Mr. Droop permaneció paralizado un instante. Pero sólo un instante. Algo estalló en su interior.

—¡Suéltala! —gritó Mr. Droop.

—¿Cómo te atreves a interferir, gusano? —dijo Agatha, volviéndose.

—Suéltala inmediatamente —ordenó Mr. Droop—. ¡No le harás daño a la mujer que amo!

—¿Amor…? —alcanzó a decir Agatha.

También Mr. Droop estaba sobresaltado. Las palabras habían acudido sin querer a sus labios, pero comprendía que estaba diciendo la verdad.

—¿Que amas a este montón de desechos?

—Sí —dijo desesperadamente Mr. Droop—. Y si la tocas… ¡No! ¡No lo harás!

Agatha se volvió y golpeó a Tinnie.

En el mismo momento, Mr. Droop entró en acción. Aferró un rodillo de amasar y lo descargó firmemente sobre la cabeza de Agatha: la madera se resquebrajó y partió, pero Agatha se detuvo.

En ese momento, George Musclebinder apareció en la cocina.

—¿Qué ocurre aquí? —dijo, con su vozarrón, el Rey del Acero.

Sus ojos desconcertados y muy abiertos vieron el robot. Tinnie trataba de escapar, y se lanzó contra él: al ver el brillante cuerpo de acero, la cara metálica y los duros brazos mecánicos tendidos hacia él, gritó:

—¡Un monstruo! ¡Socorro! ¡Es magia! ¡Llévenselo!

Temblando de pánico, Musclebinder huyó a la carrera.

Agatha le siguió.

—¡George, espérame! —gimió—. Me voy contigo.

Se detuvo en el umbral y le dijo, lloriqueando, a Mr. Droop:

—Te darás cuenta de que éste es el fin —le dijo—. Me voy para siempre. Le has destrozado los nervios al pobre George. Y si prefieres a mí la compañía de un basurero andante… Bueno, es tu propio funeral.

Mr. Droop hizo un gesto con medio rodillo de amasar y Agatha cerró apresuradamente la puerta.

Él se quedó allí, y escuchó el ruido de los pasos que se alejaban.

Tinnie estaba a su lado. Sus mandíbulas se abrían en una lenta sonrisa.

—Gracias —le dijo—. Gracias por salvarme.

—No es nada —murmuró Mr. Droop, con voz avergonzada—. Olvídelo.

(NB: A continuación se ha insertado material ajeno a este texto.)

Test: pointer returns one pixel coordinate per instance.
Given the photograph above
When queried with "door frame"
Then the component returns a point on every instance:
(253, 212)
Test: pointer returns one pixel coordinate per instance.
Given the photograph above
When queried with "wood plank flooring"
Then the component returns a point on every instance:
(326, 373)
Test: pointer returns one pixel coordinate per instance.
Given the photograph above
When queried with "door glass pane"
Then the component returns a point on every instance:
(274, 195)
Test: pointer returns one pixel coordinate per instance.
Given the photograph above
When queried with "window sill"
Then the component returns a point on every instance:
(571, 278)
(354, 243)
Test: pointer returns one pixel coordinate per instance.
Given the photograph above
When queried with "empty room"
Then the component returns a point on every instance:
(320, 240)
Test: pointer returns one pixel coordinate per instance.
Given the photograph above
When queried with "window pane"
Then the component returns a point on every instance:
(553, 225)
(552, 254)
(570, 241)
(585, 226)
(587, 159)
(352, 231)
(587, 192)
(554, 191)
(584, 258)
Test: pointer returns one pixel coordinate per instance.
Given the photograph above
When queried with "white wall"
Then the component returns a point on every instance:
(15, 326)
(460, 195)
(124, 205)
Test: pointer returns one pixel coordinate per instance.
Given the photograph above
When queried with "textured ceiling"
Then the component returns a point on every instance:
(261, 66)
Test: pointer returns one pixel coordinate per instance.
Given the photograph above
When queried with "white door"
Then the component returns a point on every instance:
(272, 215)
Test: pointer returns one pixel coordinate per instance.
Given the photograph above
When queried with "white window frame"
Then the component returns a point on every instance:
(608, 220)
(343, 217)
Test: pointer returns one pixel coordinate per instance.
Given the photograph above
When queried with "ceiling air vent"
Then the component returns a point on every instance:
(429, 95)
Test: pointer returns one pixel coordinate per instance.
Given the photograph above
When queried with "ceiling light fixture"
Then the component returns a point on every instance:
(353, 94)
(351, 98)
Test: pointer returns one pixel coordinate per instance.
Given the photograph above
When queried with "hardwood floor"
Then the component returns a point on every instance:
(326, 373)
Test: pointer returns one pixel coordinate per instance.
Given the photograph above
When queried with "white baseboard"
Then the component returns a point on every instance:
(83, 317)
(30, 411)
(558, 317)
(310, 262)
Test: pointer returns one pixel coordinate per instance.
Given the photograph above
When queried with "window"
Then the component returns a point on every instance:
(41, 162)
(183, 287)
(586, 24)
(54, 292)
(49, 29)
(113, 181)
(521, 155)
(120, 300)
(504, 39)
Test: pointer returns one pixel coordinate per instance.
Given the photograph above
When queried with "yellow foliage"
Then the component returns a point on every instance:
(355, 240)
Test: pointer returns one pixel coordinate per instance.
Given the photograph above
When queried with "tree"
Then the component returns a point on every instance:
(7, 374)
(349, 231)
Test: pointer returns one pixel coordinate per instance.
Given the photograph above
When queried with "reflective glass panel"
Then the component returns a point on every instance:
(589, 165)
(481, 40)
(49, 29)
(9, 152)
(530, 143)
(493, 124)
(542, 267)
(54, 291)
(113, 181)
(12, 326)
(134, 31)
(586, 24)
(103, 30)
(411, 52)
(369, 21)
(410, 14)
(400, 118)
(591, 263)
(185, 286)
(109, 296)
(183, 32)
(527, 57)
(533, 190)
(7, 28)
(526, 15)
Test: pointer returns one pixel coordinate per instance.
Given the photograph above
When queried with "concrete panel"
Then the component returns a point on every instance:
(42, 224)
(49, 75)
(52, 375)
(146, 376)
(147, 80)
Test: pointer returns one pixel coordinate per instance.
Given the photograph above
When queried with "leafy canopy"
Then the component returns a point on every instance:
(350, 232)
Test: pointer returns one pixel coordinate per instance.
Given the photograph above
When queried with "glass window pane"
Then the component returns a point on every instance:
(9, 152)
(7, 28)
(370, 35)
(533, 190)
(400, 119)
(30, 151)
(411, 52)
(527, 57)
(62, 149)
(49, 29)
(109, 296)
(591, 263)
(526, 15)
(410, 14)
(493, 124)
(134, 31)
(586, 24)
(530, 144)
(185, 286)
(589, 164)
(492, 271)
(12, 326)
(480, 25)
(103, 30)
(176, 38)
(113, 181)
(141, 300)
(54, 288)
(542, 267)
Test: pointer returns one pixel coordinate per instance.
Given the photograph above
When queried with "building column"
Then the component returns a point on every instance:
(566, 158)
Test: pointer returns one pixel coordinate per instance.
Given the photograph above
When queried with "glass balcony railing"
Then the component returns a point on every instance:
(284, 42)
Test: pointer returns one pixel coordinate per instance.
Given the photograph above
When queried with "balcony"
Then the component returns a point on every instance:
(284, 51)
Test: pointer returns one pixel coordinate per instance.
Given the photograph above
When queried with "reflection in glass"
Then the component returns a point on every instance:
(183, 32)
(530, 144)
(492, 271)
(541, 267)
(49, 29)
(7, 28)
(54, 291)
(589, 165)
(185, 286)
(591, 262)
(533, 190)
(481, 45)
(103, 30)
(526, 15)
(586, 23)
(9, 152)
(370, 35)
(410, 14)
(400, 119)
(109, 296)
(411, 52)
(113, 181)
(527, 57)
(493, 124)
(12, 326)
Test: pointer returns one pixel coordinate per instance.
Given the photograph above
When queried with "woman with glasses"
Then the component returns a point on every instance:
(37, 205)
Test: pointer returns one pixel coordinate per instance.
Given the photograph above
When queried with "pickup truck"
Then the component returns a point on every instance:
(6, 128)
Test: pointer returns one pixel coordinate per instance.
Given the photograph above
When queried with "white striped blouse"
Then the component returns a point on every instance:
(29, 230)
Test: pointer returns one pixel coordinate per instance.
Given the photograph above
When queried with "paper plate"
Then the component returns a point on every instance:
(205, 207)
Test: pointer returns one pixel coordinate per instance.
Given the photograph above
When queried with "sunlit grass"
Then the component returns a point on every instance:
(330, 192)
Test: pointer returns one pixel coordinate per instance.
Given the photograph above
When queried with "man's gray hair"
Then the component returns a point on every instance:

—No puedo olvidarme —dijo Tinnie, acercándose. Su voz era muy dulce—. ¿Era verdad lo que le dijiste a Agatha?

—¿Qué? —dijo Mr. Droop.

—Acerca de la mujer que amas… —Tinnie bajó tímidamente la cabeza.

—Creo que sí —respondió muy despacio Mr. Droop.

—Entonces, puedo quedarme —dijo Tinnie—. Cocinar para ti, ocuparme de la casa y lo que sea.

Mr. Droop se volvió hacia ella con una flamante energía.

—Por supuesto que sí —dijo—. Yo saldré a buscar trabajo y volveré a sentirme un hombre. Y tú te quedarás. Siempre he querido una chica como tú.

Así quedó resuelto. Mr. Droop le escribió al doctor Moke y le pidió permiso. Desde entonces los dos viven juntos y son felices.

Sólo el tiempo puede decir si puede dar buen resultado la unión de un hombre con una robot.

Pero por el momento, Tinnie y Mr. Droop están muy cerca del día en que celebrarán las bodas de hojalata.